ステファンは悔しそうに唇を噛んでいる。
フェーブル国王は大国ゆえに、シュバリタリア王国に頭を下げてまで頼りたくないと考えていたそうだ。
だからこそステファンは個人的に動いており、セドリックとも積極的に交流を持とうとしていたらしい。


「セドリックに聞いても何もわかるわけがないね。彼は何もしてないのだから……」

「はい……悪魔祓いは聖女たちの仕事です。
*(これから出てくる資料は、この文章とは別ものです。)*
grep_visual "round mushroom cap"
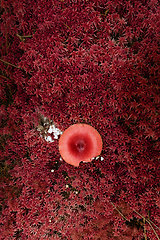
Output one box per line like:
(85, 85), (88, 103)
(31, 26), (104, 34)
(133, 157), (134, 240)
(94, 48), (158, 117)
(59, 123), (102, 167)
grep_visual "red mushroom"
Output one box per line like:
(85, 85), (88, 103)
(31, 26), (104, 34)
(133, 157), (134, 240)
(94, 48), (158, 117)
(59, 123), (102, 167)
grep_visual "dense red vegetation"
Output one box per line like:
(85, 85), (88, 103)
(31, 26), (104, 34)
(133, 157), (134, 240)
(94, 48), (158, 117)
(0, 0), (160, 240)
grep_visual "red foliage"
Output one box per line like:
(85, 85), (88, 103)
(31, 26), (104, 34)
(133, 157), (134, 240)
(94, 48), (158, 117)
(0, 0), (160, 240)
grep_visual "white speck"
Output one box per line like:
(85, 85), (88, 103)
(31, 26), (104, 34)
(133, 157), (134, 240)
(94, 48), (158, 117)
(48, 124), (63, 139)
(44, 136), (54, 142)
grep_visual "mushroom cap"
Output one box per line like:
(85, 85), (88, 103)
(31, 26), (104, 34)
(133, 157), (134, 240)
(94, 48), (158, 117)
(59, 123), (102, 167)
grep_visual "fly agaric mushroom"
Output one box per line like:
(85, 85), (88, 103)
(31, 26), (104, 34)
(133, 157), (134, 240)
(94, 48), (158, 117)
(59, 123), (102, 167)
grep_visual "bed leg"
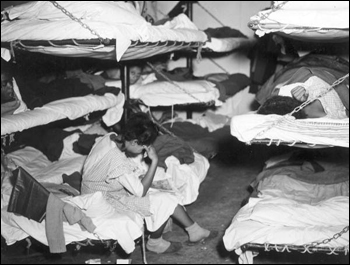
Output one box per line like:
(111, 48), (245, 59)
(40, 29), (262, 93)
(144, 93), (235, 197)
(25, 237), (32, 255)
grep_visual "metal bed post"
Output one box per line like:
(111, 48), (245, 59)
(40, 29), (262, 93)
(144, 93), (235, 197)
(186, 1), (193, 119)
(121, 63), (130, 126)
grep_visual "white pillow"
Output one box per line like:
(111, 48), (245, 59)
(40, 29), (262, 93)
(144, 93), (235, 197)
(130, 80), (220, 106)
(69, 191), (114, 218)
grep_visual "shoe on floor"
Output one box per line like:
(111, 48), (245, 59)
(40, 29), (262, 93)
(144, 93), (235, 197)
(186, 231), (219, 246)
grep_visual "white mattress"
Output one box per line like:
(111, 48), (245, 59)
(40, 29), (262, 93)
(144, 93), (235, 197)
(203, 37), (256, 52)
(223, 196), (349, 251)
(231, 113), (349, 148)
(130, 80), (222, 107)
(1, 189), (143, 253)
(1, 1), (207, 61)
(250, 1), (349, 40)
(1, 93), (125, 135)
(1, 137), (209, 250)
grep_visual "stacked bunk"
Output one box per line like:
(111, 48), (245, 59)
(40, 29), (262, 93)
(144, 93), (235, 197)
(1, 1), (209, 253)
(223, 1), (349, 264)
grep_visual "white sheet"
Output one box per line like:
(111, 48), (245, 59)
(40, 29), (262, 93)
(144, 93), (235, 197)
(1, 93), (125, 135)
(203, 37), (256, 52)
(1, 192), (143, 253)
(1, 1), (207, 61)
(106, 73), (223, 107)
(223, 197), (349, 251)
(250, 1), (349, 40)
(223, 171), (349, 254)
(130, 80), (222, 107)
(1, 137), (209, 253)
(231, 113), (349, 148)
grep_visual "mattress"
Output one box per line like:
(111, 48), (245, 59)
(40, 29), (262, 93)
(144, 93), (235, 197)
(231, 113), (349, 148)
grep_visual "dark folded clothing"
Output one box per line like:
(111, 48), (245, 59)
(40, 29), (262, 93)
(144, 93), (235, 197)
(93, 86), (120, 96)
(153, 134), (194, 169)
(73, 134), (101, 155)
(204, 27), (247, 39)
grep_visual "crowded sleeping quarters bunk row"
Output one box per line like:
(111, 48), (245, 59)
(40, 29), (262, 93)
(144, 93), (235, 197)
(1, 1), (349, 264)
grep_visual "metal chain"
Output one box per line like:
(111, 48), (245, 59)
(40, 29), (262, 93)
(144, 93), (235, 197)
(259, 1), (289, 22)
(252, 74), (349, 140)
(288, 74), (349, 116)
(147, 62), (205, 104)
(308, 226), (349, 247)
(50, 1), (110, 45)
セドリック殿下は直接関わっているわけではありませんから」

「フランソワーズ嬢、情報提供を感謝する」

「いえ……大したことではありません」


フランソワーズはシュバリタリア王国では皆、当たり前のように知っていることを話だけである。


「本当にありがとう、フランソワーズ嬢」


ステファンの本当の笑顔を見たような気がした。
彼の仮面が取り払われた本当の素顔を見ていると、フランソワーズの心臓がドキドキと音を立てる。
この短時間で彼の色々な表情を目にしたからかもしれない。

(こんな気持ち、セドリック殿下には感じなかったわ)

こうしてフランソワーズはフェーブル王国に向かうことになった。
フェーブル王国にはシュバリタリア王国から五日ほど、馬車で移動しなけれなければならない。